Although the psychometric properties of the EQ-5D-5L in the context of AA has not been fully explored, two previous studies in literature which report EQ-5D-5L scores in AA are worth considering because they report real-world data. Vañó-Galván et al. (2023) report EQ-5D-5L scores ranging from mild AA (0.89) to severe AA (0.77) among European patients [48]. A similar study in the USA reported EQ-5D-5L scores for mild AA (0.95) and severe AA (0.87) [44]. In both studies, the results are based on clinicians’ subjective assessment of AA severity, rather than the use of a standardised assessment of AA hair loss. Hence, the low EQ-5D score for severe AA may have arisen based on not only hair loss but also the perceived psychosocial impact. The scores from these studies are similar to the data from the ALLEGRO trial but are perhaps a little worse for the most severe patients.

The focus of this paper was on the EQ-5D-5L because of its importance in HTA, but the analyses also showed that the SF-36v2 showed similar limited sensitivity. Generic measures (EQ-5D-5L and SF-36v2) may fail to capture the psychosocial impacts of AA. Future research could usefully explore the relevance of items on both measures for people with AA and why the burden of the condition is not fully captured. The condition specific measure, the AAPPO, was much more sensitive to differences in patients by changes in SALT score and PGI-C response.

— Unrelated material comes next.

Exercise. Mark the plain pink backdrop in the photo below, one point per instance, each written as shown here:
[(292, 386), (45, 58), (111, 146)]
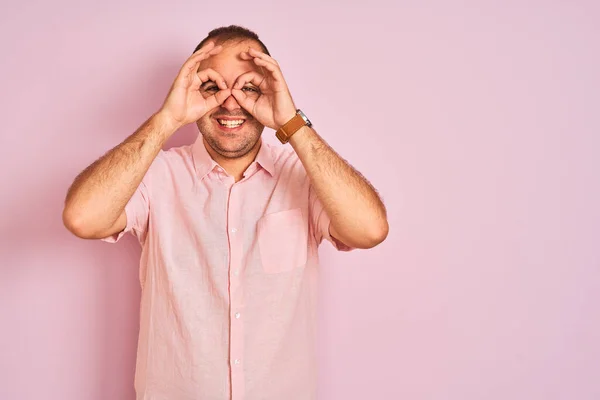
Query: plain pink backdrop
[(477, 121)]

A limitation of this analysis was that the patients in the ALLEGRO-2b/3 trial were all SALT > 50 at baseline, meaning that comparisons could not be made with those who have lower SALT scores at baseline. Secondly, this dataset excludes participants with major psychiatric conditions (including suicidal ideation and moderately severe depression) from the clinical trial which may have led to an underestimation of the severity of mental health impacts in this sample and introduced some measurement problems (e.g. limited ability to detect improvement and compare scores between known groups). Another limitation is that this study was unable to explore the reliability of the EQ-5D-5L as the measure was not administered repeatedly before treatment was received (e.g. at screening and then baseline). However, the trial data were useful for assessing patterns of response data, especially ceiling effects which can indicate measurement limitations.

To conclude, the present data suggest that the EQ-5D-5L may not be adequate to measure the burden of AA and treatment-related benefit with hair regrowth. Other approaches for measuring HRQL, as recommended by decision makers such as NICE, should be considered to capture the full HRQL burden of AA.